Honneur aux marques françaises disparues

Chaque année, Peter Auto met un point d’honneur à célébrer un constructeur ou un type de voitures qui a participé à l’histoire du Tour de France automobile. A l’occasion de cette 26ème édition, ce sont les marques françaises disparues qui bénéficieront de toutes les attentions. Et elles sont nombreuses à avoir été alignées au départ de l’épreuve originelle…

© Mathieu Bonnevie
Sous la verrière du Grand Palais à Paris – Panhard / Matra / Alpine – © Mathieu Bonnevie

Modèles éligibles

Le Tour Auto Optic 2ooo est un rallye sur invitation. Les modèles acceptés par les organisateurs sont uniquement ceux inscrits à l’épreuve entre 1951 et 1973. Quelques exceptions sont faites, uniquement au niveau des dates, pour des voitures plus tardives qui ont ajouté au panache du TdF. Toute modification de carrosserie ou de moteur rend la voiture inéligible. L’année figurant après chaque modèle est celle de sa participation mais les mêmes voitures d’années différentes sont acceptées (liste complète ici). Au même titre que Le Mans Classic, la sélection des véhicules est vraiment exceptionnelle.

© Mathieu Bonnevie
Grand Palais à Paris – © Mathieu Bonnevie

Compétition

Les chronos font office d’arbitre. Pour gagner, il faut accumuler les meilleurs temps lors des spéciales sur circuits ou routes fermées.

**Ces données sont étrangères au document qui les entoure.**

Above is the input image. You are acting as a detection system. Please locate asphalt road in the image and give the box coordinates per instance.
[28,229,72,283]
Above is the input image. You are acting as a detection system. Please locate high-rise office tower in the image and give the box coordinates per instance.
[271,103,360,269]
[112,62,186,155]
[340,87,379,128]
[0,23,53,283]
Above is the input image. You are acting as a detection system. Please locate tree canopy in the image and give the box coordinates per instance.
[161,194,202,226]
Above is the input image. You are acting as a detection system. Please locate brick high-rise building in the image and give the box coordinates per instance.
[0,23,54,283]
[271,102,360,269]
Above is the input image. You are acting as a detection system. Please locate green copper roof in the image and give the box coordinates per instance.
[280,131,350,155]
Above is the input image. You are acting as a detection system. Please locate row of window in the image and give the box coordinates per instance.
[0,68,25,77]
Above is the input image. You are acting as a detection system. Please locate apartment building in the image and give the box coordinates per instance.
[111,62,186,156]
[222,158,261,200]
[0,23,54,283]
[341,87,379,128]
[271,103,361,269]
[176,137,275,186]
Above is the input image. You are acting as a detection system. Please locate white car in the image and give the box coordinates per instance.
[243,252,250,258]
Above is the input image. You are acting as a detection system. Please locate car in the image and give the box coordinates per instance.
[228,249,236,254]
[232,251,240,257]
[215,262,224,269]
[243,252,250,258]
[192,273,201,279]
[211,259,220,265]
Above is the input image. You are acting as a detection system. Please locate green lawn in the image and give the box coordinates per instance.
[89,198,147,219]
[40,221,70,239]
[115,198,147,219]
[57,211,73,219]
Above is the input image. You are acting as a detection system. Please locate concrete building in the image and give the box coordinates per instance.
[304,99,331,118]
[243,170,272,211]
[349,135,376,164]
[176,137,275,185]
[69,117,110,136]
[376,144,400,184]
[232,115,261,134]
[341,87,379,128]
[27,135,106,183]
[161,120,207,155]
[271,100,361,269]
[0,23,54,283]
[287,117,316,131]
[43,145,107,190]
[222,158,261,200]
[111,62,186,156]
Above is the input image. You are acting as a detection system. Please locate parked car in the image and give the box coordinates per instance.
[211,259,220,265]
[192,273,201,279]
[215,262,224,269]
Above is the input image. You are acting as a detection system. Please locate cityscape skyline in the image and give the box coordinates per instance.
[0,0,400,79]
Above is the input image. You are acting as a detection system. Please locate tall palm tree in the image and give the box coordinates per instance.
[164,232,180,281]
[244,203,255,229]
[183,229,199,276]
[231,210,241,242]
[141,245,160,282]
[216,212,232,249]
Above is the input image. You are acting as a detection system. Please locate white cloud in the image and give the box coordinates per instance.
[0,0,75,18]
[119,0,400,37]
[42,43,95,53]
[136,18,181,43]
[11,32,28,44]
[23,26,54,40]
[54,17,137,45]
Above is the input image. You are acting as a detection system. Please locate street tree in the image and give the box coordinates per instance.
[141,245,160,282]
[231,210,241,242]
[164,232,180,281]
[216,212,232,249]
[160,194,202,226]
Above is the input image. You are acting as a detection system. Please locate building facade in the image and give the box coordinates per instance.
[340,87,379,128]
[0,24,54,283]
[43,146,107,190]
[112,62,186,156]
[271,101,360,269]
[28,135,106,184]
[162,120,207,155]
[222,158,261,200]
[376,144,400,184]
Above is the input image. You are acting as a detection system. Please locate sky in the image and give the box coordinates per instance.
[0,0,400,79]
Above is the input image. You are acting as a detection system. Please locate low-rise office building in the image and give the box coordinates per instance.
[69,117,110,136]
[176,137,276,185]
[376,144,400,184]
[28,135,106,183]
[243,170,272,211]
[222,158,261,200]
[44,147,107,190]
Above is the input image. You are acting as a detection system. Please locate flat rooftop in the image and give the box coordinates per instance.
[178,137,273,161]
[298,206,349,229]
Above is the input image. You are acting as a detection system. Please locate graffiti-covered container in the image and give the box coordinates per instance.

Logiquement, la tête du classement compétition est trustée par les voitures les plus affûtées : AC Cobra, Ford GT 40, Jaguar Type E, Porsche 904 pour ne citer qu’elles. Le classement est lui-même divisé en quatre catégories : classement général scratch (hors G/H/I), Compétition G (1966 à 1971), Compétition H/I (1972 à 1981) et enfin l’Indice de Performance.

Régularité

La régularité, c’est un rythme différent, mais le challenge reste très intense pour ceux qui se piquent au jeu. L’équipage doit, dans la catégorid de moyenne préalablement sélectionnée, réaliser le temps choisi dans la fourchette proposée en fonction de la difficulté de chaque spéciale. Les clés du succès ? Une parfaite maîtrise du chronomètre, bien sûr, mais également une parfaite entente entre le conducteur et son copilote.

© Stéphane Adam
Porsche 911 2,0l 1965 – Château de Haute Goulaine – © Stéphane Adam
© Stéphane Adam
Porsche 911 2,0l 1965 – Le Mans – Competition GTS11 – © Stéphane Adam

 Le Tour Auto Optic 2ooo est un rallye sur invitation.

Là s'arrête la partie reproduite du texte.